(Reuters) - Comcast Corp’s second-quarter profit on Thursday beat Wall Street estimates as it added more high-speed internet customers, but it lost more video and phone customers than expected.
Overall revenue missed analyst estimates. Revenue from NBCUniversal’s cable networks, filmed entertainment and theme parks also fell short of expectations in the seasonally weaker quarter.
The Philadelphia-based company’s shares were down 0.7% in early trading.
It beat profit estimates for at least the ninth consecutive quarter.
Comcast is adapting to changes in consumer behavior as more people drop their cable television subscriptions in favor of streaming services like Netflix Inc. It is pursuing higher-margin internet customers rather than unprofitable video subscribers.
“For years, we’ve felt that video over the internet is more friend than foe,” said Comcast Chief Executive Officer Brian Roberts. “We believe it plays to our strengths.”
Comcast said it lost 224,000 video customers in the quarter, more than the 121,000 it lost in the preceding quarter and topping the loss of 178,000 estimated by analysts, according to research firm FactSet.
“There is a growing tension between the fortunes of the cable business and NBCU,” said Craig Moffett, an analyst at MoffettNathanson. “The Cable segment is now benefiting from faster video subscriber losses; remarkably, faster video subscriber losses are now a foundation of the bull case. But there is no way to spin faster video subscriber losses at Cable as anything other than bad news for NBCU.”
Revenue from Comcast’s high-speed internet business grew 9.4% to $4.66 billion in the second quarter as the company gained 209,000 subscribers. The net subscriber additions were slightly ahead of the average analyst estimate of 208,000, according to FactSet, but were down from 260,000 in the same period a year earlier.
Revenue at the NBCUniversal business, which includes NBC Entertainment and Universal Pictures, fell 0.8% to $8.21 billion.

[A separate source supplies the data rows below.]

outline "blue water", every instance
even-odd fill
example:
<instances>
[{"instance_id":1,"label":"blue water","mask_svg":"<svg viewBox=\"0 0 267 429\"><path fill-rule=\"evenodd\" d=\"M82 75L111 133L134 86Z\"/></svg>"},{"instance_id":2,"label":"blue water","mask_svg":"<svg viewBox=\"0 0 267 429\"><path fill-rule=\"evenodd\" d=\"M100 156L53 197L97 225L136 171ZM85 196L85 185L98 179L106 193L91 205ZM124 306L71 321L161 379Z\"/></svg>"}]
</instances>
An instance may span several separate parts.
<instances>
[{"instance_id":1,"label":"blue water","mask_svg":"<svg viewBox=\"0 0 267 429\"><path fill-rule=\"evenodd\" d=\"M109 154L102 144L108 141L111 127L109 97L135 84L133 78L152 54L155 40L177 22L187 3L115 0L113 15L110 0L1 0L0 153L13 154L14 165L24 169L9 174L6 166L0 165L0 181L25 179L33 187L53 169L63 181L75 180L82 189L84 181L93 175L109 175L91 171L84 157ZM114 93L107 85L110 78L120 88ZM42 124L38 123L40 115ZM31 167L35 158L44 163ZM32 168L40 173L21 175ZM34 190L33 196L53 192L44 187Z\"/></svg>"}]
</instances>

The company is planning to launch an advertising-supported TV streaming service in April 2020, which will be free for NBCUniversal’s pay-TV customers as well as Sky customers internationally.
Revenue in Comcast’s filmed entertainment unit fell nearly 15% to $1.46 billion, reflecting a slate of films that underperformed compared to last year’s blockbuster “Jurassic World: Fallen Kingdom”.
Theme park revenue grew 7.5% to $1.46 billion, while revenue from broadcast television rose 0.5% to $2.4 billion.
The British pay-TV group Sky, which Comcast bought last year, generated revenue of $4.83 billion.
Net income attributable to Comcast fell to $3.13 billion, or 68 cents per share, from $3.22 billion, or 69 cents per share, a year earlier. Excluding items, the company earned 78 cents per share, beating estimates of 75 cents per share, according to IBES data from Refinitiv.
Comcast reported revenue of $26.86 billion on a pro-forma basis, which fell short of Wall Street expectations of $27.06 billion.